Aleph (*) is the one that doesn’t belong here (as if in recognition of that fact, it’s showing at 6pm instead of the usual later slots). Its inclusion makes some sense, since director Iva Radivojevic (a Serb, based in New York) grew up partly in Cyprus – and it certainly sounds intriguing, based on Borges but echoing globe-trotting one-offs like The Last City and the work of Michael Glawogger. (The opening section in Buenos Aires, blending city symphony and cryptic narration, also recalls Chris Marker’s classic Sans Soleil.) This is hugely ambitious stuff, a kind of metaphysical documentary studded with aphorisms like “The universe is a labyrinth devised by a dreamer”; had it worked, it might’ve been a masterpiece. But it doesn’t, and just seems banal.

No Bears (***) is the one that requires most context – though cinephiles will know of the plight of the great Iranian director Jafar Panahi, sentenced to a form of house arrest in 2010 for protesting against the regime. He was also banned from making films – but has actually made five (starring himself) in the years since, winning awards at Berlin and Cannes. This is the fifth and most despairing, a graceful slow-burner filled for the first time with thoughts of escape and exile – though also Panahi’s usual humorous eye for people. Line to quote: “I endured jail and torture to stay true to myself”.

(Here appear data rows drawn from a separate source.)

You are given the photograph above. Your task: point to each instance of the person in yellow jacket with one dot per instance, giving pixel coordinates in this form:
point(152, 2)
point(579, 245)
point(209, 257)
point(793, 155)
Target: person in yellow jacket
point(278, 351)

Next door to Iran, the Pakistani drama Joyland (***) sounds tailor-made for Western audiences looking for a little thrill of superiority to these ‘backward’ oppressive countries. A man from a patriarchal family falls in love with a trans woman – but in fact that plot turns out to be a red herring; her LGBT status isn’t the point, this gloriously stylish (if oddly structured) drama telling a whole other love story that was always in plain sight. Also a riot of eye-popping colours – and the new CFD team seem to be fans of sparkly colours since they also scheduled Neptune Frost (****), the Fest’s strongest wild card. This is a too-little-known, phantasmagorical political musical, set in Rwanda, written by slam poet Saul Williams (he co-directed with Anisia Uzeyman) and filled with a kind of fractured poetic diction that sounds like it comes from another planet: “How’s it?” “Shining.” “Say what?” “Unanimous goldmine.” Sharply political too, a screed against the exploitation of Africa – but too wild and woolly to be woke. An experience.

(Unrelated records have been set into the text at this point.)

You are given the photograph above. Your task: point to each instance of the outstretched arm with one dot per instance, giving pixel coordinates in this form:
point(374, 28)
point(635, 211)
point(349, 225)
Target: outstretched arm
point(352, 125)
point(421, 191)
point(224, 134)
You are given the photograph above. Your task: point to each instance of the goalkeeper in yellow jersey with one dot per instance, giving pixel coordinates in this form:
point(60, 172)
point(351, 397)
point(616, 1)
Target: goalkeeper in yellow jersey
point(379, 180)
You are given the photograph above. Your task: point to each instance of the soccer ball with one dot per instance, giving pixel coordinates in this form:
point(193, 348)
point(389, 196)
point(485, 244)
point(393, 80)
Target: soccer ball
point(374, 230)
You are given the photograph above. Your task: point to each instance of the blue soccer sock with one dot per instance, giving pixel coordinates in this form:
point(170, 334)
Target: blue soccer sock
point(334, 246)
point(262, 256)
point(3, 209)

feature theo splashes of colour in joyland
Splashes of colour in Joyland

And finally… CFD nights, as already mentioned, feature two or three films, usually blending Viewfinder with Glocal Images. All I’ve seen from the latter section is Sick of Myself (**), a Norwegian cringe comedy about social-media narcissism – wily provocateur John Waters had it on his Top 10 list – that’s mordant and topical, if a bit too grotesque. (It also suffers from the fact that narcissists tend to be very tedious people.) The other well-known title is Mediterranean Fever, a prize winner at Cannes – it was in Un Certain Regard – that was made with some Cypriot funding.

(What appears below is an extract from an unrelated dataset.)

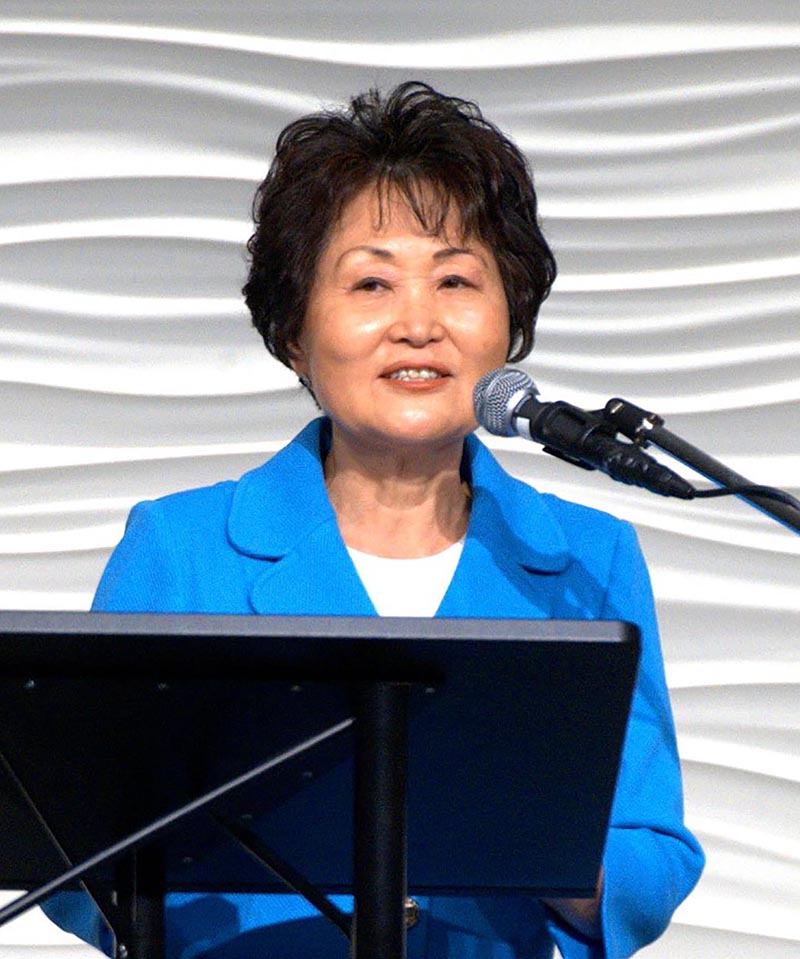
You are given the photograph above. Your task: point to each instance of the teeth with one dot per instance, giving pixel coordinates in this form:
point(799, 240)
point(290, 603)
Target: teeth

Alas, this is one of those years when films by Cypriot directors are thin on the ground: just one in Glocal Images, IMAN by Corinna Avraamidou and Kyriacos Tofarides, plus Andreas Kyriacou’s Au Revoir, Slumdogz! (a riff on Reservoir Dogs) in Special Screenings. How, with so many films being made in the world, can our local industry struggle to move beyond tacky TV shows? That’s a question that goes beyond Cyprus Film Days.